Exposure to family planning messages on social media and its association with maternal healthcare services in Mauritania
Bibliographic record
Abstract
BACKGROUND: Mauritania, a lower-middle-income country in Northwest Africa, has one of the highest maternal and infant mortality rates worldwide and struggles to ensure optimal use of maternal healthcare services. Raising health awareness through family planning messages can promote maternal healthcare use, potentially reducing preventable maternal and child mortalities. The objective of the study was to assess the potential impact of exposure to family planning messages through social media on the utilization of maternal healthcare services among Mauritanian women. METHODS: Data from the 2019-20 Mauritania Demographic and Health Survey (MDHS) on 7,640 women were analyzed. Multiple logistic regression models were applied to examine the associations between exposure to family planning messages through social media and maternal healthcare services, specifically the timing and adequacy of ANC visits, and facility-based childbirth. Adjusted odds ratios with 95% confidence intervals (CI) were estimated.
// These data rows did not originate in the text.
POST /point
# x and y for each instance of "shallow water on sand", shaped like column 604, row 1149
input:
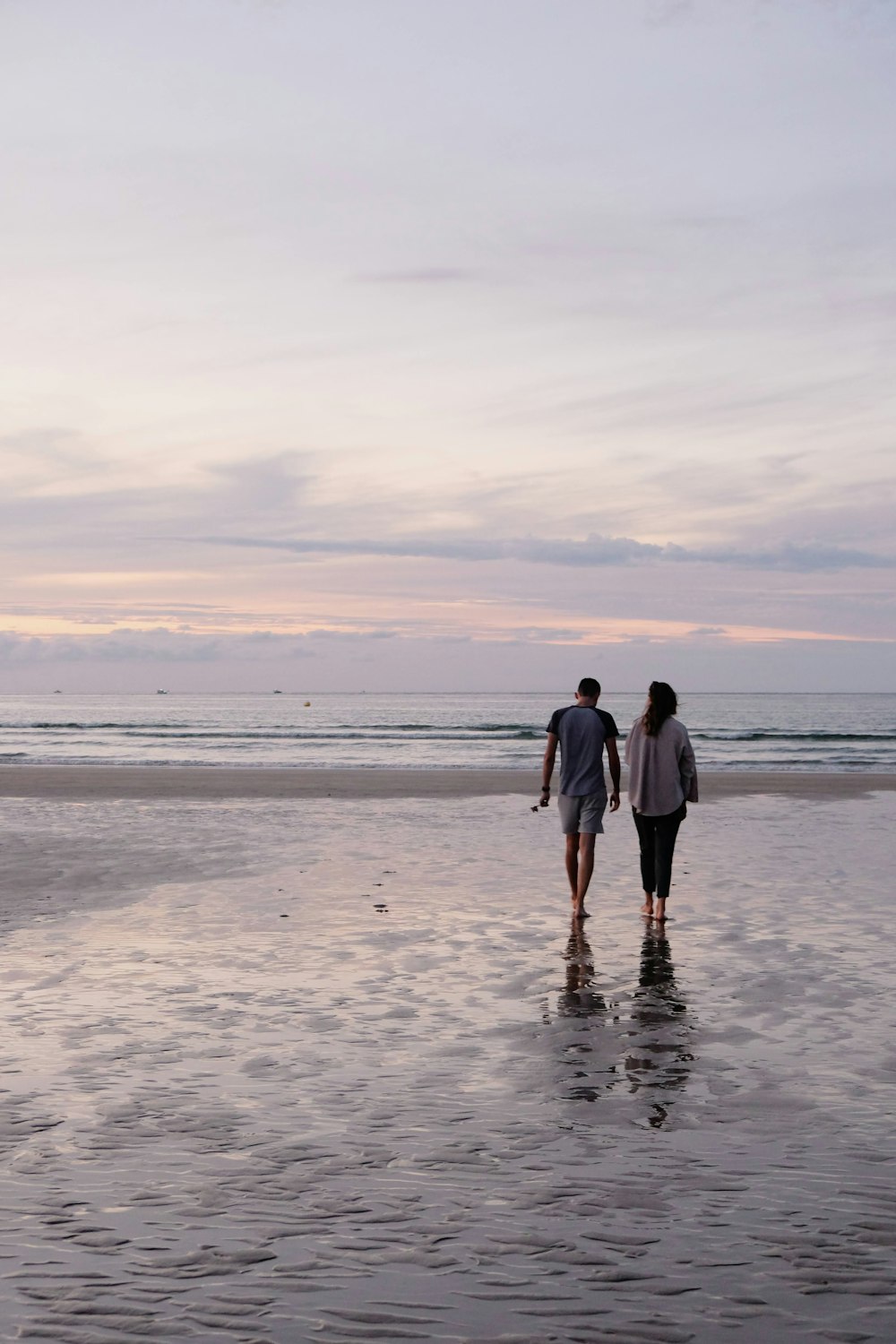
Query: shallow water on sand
column 354, row 1077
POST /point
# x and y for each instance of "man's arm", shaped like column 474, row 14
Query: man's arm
column 547, row 768
column 613, row 757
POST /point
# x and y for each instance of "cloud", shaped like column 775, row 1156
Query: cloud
column 160, row 645
column 592, row 553
column 422, row 276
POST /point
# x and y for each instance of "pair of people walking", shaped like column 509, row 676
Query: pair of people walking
column 662, row 779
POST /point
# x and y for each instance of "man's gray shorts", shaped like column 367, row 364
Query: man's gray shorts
column 582, row 814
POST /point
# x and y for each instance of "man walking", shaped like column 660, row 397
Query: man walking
column 582, row 731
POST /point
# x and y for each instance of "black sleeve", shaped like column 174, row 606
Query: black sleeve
column 608, row 723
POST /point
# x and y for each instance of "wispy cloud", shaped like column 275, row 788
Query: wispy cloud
column 595, row 551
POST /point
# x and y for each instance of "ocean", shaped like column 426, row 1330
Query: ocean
column 770, row 731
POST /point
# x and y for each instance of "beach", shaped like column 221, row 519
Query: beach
column 296, row 1055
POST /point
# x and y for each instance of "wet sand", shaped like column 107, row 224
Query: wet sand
column 220, row 782
column 277, row 1073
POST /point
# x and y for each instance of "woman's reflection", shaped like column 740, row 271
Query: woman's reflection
column 661, row 1051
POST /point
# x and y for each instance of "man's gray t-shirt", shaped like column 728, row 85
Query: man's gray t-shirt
column 582, row 730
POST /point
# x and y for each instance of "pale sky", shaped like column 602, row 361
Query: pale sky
column 447, row 344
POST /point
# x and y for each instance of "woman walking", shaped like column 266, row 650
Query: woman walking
column 662, row 779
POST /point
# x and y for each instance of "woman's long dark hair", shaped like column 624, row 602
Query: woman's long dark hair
column 662, row 703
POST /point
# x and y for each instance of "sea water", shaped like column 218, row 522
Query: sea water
column 737, row 731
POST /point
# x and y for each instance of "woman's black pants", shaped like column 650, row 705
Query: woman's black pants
column 657, row 840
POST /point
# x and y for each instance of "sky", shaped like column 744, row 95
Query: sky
column 447, row 344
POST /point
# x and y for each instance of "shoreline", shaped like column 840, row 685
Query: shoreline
column 217, row 784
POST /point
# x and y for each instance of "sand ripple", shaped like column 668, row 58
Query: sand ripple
column 358, row 1080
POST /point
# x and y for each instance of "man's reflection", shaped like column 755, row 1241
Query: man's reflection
column 579, row 999
column 661, row 1053
column 584, row 1048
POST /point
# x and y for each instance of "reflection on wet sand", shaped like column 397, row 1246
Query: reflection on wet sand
column 579, row 999
column 605, row 1048
column 659, row 1023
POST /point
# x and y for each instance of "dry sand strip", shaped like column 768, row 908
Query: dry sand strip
column 211, row 784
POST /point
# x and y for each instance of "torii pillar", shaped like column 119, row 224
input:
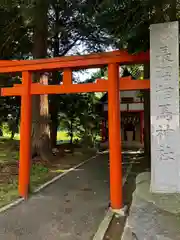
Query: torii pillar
column 114, row 137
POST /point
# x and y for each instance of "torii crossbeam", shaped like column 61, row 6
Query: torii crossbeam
column 67, row 65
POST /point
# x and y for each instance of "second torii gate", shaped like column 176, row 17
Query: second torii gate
column 67, row 65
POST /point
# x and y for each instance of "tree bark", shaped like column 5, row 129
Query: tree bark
column 40, row 112
column 53, row 103
column 147, row 122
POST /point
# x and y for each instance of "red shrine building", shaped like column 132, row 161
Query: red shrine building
column 132, row 116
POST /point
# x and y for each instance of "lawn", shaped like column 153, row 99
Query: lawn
column 61, row 136
column 40, row 171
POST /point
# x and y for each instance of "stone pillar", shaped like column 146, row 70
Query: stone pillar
column 164, row 76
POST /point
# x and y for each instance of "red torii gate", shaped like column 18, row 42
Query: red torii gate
column 67, row 65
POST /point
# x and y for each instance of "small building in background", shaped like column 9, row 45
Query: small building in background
column 132, row 116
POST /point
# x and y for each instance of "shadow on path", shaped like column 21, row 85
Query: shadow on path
column 71, row 208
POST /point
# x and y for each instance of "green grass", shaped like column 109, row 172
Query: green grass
column 61, row 135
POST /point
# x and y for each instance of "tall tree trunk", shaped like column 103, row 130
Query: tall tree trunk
column 147, row 124
column 71, row 132
column 53, row 103
column 40, row 113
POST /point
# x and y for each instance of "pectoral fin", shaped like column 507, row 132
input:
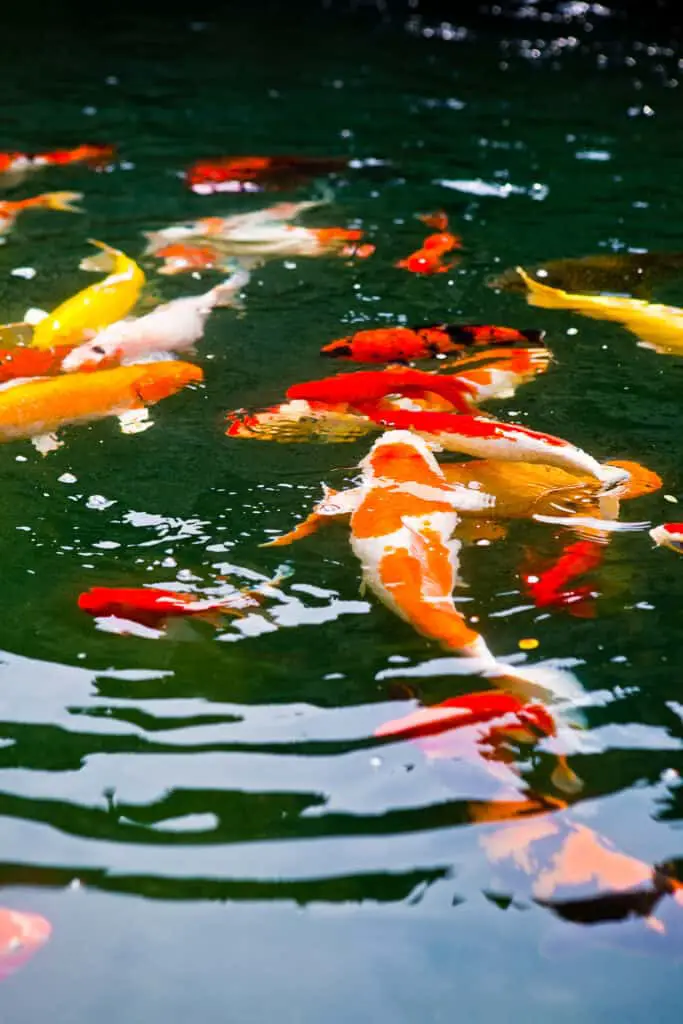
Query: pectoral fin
column 134, row 421
column 46, row 443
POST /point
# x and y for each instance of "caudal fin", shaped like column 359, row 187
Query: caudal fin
column 62, row 201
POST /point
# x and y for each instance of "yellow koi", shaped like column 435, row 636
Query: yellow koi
column 657, row 327
column 38, row 408
column 94, row 307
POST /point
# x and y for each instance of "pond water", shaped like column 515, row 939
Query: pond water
column 204, row 817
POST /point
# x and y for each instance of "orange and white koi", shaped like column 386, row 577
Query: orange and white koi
column 15, row 166
column 38, row 408
column 401, row 344
column 221, row 228
column 657, row 327
column 669, row 535
column 257, row 173
column 546, row 585
column 174, row 327
column 22, row 935
column 48, row 201
column 94, row 307
column 355, row 389
column 402, row 517
column 491, row 439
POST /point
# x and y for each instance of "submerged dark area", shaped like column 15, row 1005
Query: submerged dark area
column 206, row 817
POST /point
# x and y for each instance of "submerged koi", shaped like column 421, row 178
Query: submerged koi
column 150, row 606
column 19, row 361
column 400, row 344
column 547, row 586
column 429, row 259
column 657, row 327
column 96, row 306
column 257, row 173
column 15, row 166
column 22, row 935
column 48, row 201
column 491, row 439
column 174, row 327
column 370, row 385
column 669, row 535
column 39, row 407
column 402, row 517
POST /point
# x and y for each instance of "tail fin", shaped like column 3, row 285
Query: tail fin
column 62, row 201
column 544, row 295
column 103, row 262
column 226, row 293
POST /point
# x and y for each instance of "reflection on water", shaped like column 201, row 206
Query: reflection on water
column 174, row 801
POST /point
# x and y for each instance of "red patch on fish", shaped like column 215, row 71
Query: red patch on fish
column 371, row 385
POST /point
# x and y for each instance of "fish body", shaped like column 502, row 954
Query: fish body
column 548, row 586
column 371, row 385
column 257, row 173
column 657, row 327
column 96, row 306
column 489, row 439
column 152, row 605
column 429, row 259
column 401, row 344
column 669, row 535
column 27, row 361
column 48, row 201
column 14, row 167
column 22, row 935
column 40, row 407
column 174, row 327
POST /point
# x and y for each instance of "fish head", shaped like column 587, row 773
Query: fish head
column 159, row 380
column 398, row 455
column 22, row 935
column 670, row 535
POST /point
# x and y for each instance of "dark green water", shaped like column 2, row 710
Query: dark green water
column 204, row 821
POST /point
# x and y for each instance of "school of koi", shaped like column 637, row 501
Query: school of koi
column 409, row 514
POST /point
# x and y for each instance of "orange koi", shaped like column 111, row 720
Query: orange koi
column 547, row 587
column 48, row 201
column 257, row 173
column 370, row 385
column 401, row 344
column 22, row 935
column 38, row 408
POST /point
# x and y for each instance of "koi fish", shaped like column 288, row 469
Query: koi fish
column 174, row 327
column 179, row 257
column 547, row 587
column 257, row 173
column 429, row 259
column 669, row 535
column 631, row 272
column 370, row 385
column 401, row 344
column 483, row 437
column 48, row 201
column 656, row 326
column 96, row 306
column 582, row 878
column 402, row 517
column 217, row 228
column 39, row 407
column 150, row 606
column 22, row 935
column 17, row 363
column 298, row 421
column 15, row 166
column 497, row 719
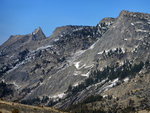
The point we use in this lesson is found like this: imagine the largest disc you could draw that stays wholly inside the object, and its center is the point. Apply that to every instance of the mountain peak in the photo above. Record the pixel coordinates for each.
(134, 14)
(37, 30)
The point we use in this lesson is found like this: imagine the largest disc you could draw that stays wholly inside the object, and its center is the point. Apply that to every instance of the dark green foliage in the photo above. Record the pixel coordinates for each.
(92, 98)
(83, 108)
(116, 71)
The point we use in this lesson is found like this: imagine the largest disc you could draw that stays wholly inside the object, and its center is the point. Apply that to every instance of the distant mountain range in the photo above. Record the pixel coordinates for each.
(101, 69)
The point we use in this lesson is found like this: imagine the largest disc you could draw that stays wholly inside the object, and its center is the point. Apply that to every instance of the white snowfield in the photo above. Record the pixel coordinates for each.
(60, 95)
(113, 83)
(86, 74)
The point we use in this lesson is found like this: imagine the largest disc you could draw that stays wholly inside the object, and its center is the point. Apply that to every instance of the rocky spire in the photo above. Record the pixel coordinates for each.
(38, 34)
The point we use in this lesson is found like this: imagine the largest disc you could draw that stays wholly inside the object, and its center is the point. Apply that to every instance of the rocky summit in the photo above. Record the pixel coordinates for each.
(101, 69)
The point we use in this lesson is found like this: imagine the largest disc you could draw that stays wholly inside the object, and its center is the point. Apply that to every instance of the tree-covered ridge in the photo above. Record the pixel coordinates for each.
(110, 73)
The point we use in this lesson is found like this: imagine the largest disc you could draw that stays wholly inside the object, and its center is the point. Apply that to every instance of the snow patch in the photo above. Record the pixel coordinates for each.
(132, 23)
(43, 47)
(100, 53)
(77, 73)
(77, 64)
(89, 66)
(76, 84)
(126, 79)
(60, 95)
(113, 83)
(125, 39)
(141, 30)
(92, 46)
(86, 75)
(17, 86)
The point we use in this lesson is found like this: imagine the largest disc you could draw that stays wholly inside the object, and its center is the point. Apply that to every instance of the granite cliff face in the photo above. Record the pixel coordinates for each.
(76, 61)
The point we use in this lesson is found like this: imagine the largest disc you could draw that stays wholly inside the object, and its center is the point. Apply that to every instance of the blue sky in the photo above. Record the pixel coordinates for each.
(23, 16)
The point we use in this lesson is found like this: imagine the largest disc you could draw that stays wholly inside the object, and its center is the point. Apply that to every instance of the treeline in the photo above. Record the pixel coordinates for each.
(116, 71)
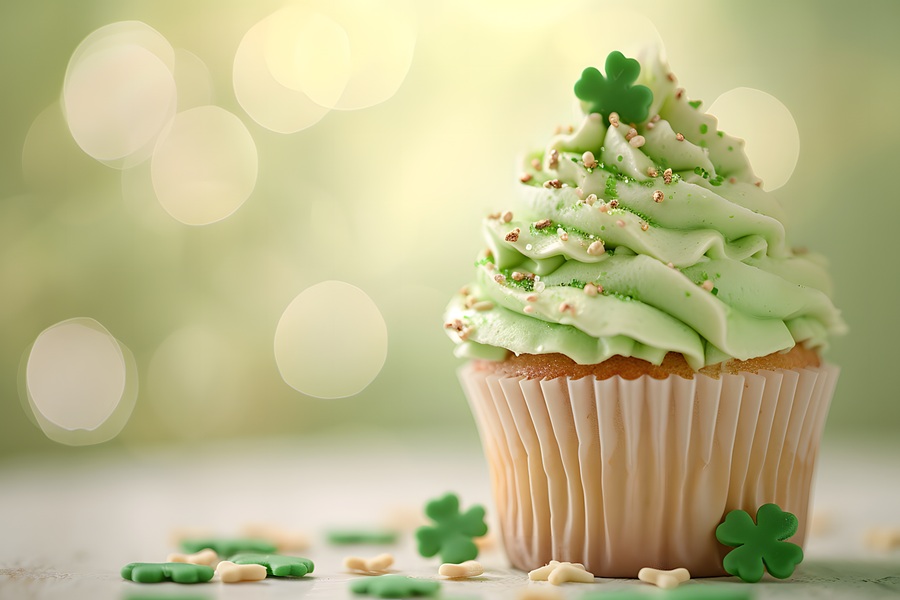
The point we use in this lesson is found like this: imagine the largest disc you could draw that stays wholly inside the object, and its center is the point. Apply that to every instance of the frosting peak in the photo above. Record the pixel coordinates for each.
(643, 231)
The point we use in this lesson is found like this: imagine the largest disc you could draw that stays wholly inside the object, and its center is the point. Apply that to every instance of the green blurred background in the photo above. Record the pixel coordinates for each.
(389, 198)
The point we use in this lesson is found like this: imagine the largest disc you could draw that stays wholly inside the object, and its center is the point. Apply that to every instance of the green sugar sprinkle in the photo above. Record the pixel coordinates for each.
(611, 188)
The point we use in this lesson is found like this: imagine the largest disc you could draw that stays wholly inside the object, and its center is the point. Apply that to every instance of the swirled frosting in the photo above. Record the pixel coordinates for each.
(664, 242)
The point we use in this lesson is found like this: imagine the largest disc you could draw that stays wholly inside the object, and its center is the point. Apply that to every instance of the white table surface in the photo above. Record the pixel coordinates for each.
(69, 524)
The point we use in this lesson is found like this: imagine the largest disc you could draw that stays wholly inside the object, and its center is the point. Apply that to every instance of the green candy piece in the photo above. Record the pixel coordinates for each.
(159, 572)
(361, 536)
(760, 546)
(452, 533)
(394, 586)
(228, 546)
(692, 591)
(616, 92)
(277, 565)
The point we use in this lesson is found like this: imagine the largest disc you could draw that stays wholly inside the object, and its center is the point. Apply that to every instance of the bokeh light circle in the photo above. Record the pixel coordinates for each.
(119, 92)
(205, 167)
(331, 341)
(382, 36)
(768, 128)
(270, 104)
(79, 383)
(308, 52)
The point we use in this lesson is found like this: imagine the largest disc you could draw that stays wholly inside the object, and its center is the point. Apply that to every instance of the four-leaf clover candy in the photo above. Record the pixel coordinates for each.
(452, 532)
(760, 546)
(277, 565)
(159, 572)
(616, 92)
(394, 586)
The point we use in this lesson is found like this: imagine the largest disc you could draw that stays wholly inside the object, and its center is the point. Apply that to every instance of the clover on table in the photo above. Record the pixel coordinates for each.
(159, 572)
(760, 546)
(276, 565)
(452, 532)
(616, 92)
(395, 586)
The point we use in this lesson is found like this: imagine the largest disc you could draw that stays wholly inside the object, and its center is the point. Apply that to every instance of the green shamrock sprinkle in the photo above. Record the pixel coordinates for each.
(361, 536)
(159, 572)
(616, 92)
(277, 565)
(394, 586)
(760, 546)
(227, 546)
(452, 533)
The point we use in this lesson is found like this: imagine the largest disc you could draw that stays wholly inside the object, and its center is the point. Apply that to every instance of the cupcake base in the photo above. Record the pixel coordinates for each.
(622, 474)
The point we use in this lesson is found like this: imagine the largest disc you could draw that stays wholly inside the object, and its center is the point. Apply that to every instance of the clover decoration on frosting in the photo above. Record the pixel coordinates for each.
(394, 586)
(452, 533)
(760, 546)
(616, 92)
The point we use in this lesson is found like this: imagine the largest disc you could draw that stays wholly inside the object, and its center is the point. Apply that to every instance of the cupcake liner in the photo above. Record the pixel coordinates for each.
(622, 474)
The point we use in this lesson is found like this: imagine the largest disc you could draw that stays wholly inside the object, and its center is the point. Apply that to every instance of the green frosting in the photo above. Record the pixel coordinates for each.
(699, 265)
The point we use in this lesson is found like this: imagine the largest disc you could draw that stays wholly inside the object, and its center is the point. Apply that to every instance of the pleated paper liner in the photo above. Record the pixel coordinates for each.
(622, 474)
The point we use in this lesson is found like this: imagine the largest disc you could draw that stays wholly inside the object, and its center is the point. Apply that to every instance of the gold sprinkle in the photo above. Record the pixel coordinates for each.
(596, 248)
(566, 307)
(553, 162)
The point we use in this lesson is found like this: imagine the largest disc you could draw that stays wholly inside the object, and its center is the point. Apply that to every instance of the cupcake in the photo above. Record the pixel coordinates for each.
(643, 344)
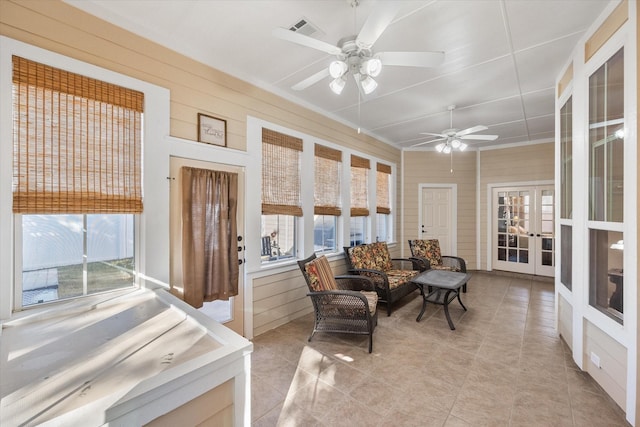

RESULTS: The percentage of timely initiation and adequate use of ANC among the participants were 65.6% and 45.1%, respectively. Approximately 75.0% of the women reported giving birth to their last child at a healthcare facility. Exposure to family planning messages on social media was significantly associated with increased odds of receiving adequate antenatal care visits (OR = 1.38, 95% CI = 1.12,1.71) and giving birth in a health facility (OR = 1.83, 95% CI = 1.09,3.08), Other factors such as age, health insurance, wealth, and desired timing of the last child were also found to be important predictors of maternal healthcare. CONCLUSION: The findings suggest that exposure to family planning messages on social media is strongly associated with adequate antenatal care and health facility-based childbirth, but not with early timing of antenatal care. Comprehensive maternal healthcare policies should consider the role of social media in promoting family planning messages.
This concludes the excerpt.